这是个很完善的模板O(∩_∩)O~
#include <stdio.h>
#include <math.h>
const int N = 100010;
int mark[N];
struct Point
{
double x,y;
};
struct stline
{
Point a,b;
} line1,line2, p[N];
int dblcmp(double a,double b)
{
if (fabs(a-b)<=1E-6) return 0;
if (a>b) return 1;
else return -1;
}
//***************点积判点是否在线段上***************
double dot(double x1,double y1,double x2,double y2) //点积
{
return x1*x2+y1*y2;
}
int point_on_line(Point a,Point b,Point c) //求a点是不是在线段bc上,>0不在,=0与端点重合,<0在。
{
return dblcmp(dot(b.x-a.x,b.y-a.y,c.x-a.x,c.y-a.y),0);
}
//**************************************************
double cross(double x1,double y1,double x2,double y2)
{
return x1*y2-x2*y1;
}
double ab_cross_ac(Point a,Point b,Point c) //ab与ac的叉积
{
return cross(b.x-a.x,b.y-a.y,c.x-a.x,c.y-a.y);
}
int ab_cross_cd (Point a,Point b,Point c,Point d) //求ab是否与cd相交,交点为p。

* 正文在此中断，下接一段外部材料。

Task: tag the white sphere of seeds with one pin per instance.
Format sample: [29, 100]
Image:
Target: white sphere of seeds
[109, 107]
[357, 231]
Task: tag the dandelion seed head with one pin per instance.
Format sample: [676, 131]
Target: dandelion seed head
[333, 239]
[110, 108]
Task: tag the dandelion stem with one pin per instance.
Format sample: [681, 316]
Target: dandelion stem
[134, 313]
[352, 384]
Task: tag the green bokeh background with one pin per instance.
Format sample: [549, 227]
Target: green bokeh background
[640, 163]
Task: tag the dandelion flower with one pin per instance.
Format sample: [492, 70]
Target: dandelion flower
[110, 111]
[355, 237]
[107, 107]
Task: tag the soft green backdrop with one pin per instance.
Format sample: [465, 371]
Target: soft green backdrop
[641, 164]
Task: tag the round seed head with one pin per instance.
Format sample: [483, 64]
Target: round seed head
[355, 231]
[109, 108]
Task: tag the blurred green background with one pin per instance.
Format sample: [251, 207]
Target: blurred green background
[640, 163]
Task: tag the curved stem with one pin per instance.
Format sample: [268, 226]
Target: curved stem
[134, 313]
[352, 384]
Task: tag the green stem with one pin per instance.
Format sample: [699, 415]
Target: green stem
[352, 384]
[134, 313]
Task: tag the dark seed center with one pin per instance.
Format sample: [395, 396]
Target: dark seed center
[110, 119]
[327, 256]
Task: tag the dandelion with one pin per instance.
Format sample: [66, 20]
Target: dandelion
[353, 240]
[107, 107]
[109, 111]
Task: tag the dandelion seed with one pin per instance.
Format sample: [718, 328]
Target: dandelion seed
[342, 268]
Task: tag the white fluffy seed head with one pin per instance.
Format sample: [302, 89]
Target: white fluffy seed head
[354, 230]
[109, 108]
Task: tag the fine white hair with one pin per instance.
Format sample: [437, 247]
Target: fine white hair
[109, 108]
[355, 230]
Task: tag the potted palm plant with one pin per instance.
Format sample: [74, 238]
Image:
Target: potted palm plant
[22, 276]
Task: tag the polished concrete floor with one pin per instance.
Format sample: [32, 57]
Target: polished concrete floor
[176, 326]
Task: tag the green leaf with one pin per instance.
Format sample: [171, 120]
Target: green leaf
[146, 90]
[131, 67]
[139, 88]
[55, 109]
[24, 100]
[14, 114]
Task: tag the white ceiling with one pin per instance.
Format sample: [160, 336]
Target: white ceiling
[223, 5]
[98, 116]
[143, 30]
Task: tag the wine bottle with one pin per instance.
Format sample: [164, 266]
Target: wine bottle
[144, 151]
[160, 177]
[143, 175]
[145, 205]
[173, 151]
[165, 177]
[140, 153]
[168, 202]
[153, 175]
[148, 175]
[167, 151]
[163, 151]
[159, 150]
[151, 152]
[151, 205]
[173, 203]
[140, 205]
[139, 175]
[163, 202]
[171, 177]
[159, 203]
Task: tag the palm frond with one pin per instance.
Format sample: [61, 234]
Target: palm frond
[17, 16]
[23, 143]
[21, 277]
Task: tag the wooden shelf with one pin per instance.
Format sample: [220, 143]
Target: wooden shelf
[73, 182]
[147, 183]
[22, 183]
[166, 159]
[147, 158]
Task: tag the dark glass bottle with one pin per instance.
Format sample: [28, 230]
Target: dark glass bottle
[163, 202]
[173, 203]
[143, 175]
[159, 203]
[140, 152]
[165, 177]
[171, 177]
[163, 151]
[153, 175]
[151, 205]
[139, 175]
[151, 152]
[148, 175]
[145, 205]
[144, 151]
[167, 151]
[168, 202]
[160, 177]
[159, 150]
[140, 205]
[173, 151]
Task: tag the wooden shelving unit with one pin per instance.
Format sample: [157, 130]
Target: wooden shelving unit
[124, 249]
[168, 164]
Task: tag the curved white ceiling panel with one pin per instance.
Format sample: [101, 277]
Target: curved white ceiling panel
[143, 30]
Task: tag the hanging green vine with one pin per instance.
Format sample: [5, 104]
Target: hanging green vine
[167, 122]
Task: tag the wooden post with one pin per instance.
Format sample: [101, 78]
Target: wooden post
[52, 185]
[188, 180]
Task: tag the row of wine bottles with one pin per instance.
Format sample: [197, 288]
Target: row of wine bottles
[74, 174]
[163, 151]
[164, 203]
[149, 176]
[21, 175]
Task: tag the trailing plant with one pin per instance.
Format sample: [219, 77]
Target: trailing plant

1规范相交,0交点是一线段的端点,-1不相交。
{
double s1,s2,s3,s4;
int d1,d2,d3,d4;
Point p;
d1=dblcmp(s1=ab_cross_ac(a,b,c),0);
d2=dblcmp(s2=ab_cross_ac(a,b,d),0);
d3=dblcmp(s3=ab_cross_ac(c,d,a),0);
d4=dblcmp(s4=ab_cross_ac(c,d,b),0);
//如果规范相交则求交点
if ((d1^d2)==-2 && (d3^d4)==-2)
{
p.x=(c.x*s2-d.x*s1)/(s2-s1);
p.y=(c.y*s2-d.y*s1)/(s2-s1);
return 1;
}
//如果不规范相交
if (d1==0 && point_on_line(c,a,b)<=0)
{
p=c;
return 0;
}
if (d2==0 && point_on_line(d,a,b)<=0)
{
p=d;
return 0;
}
if (d3==0 && point_on_line(a,c,d)<=0)
{
p=a;
return 0;
}
if (d4==0 && point_on_line(b,c,d)<=0)
{
p=b;
return 0;
}
//如果不相交
return -1;
}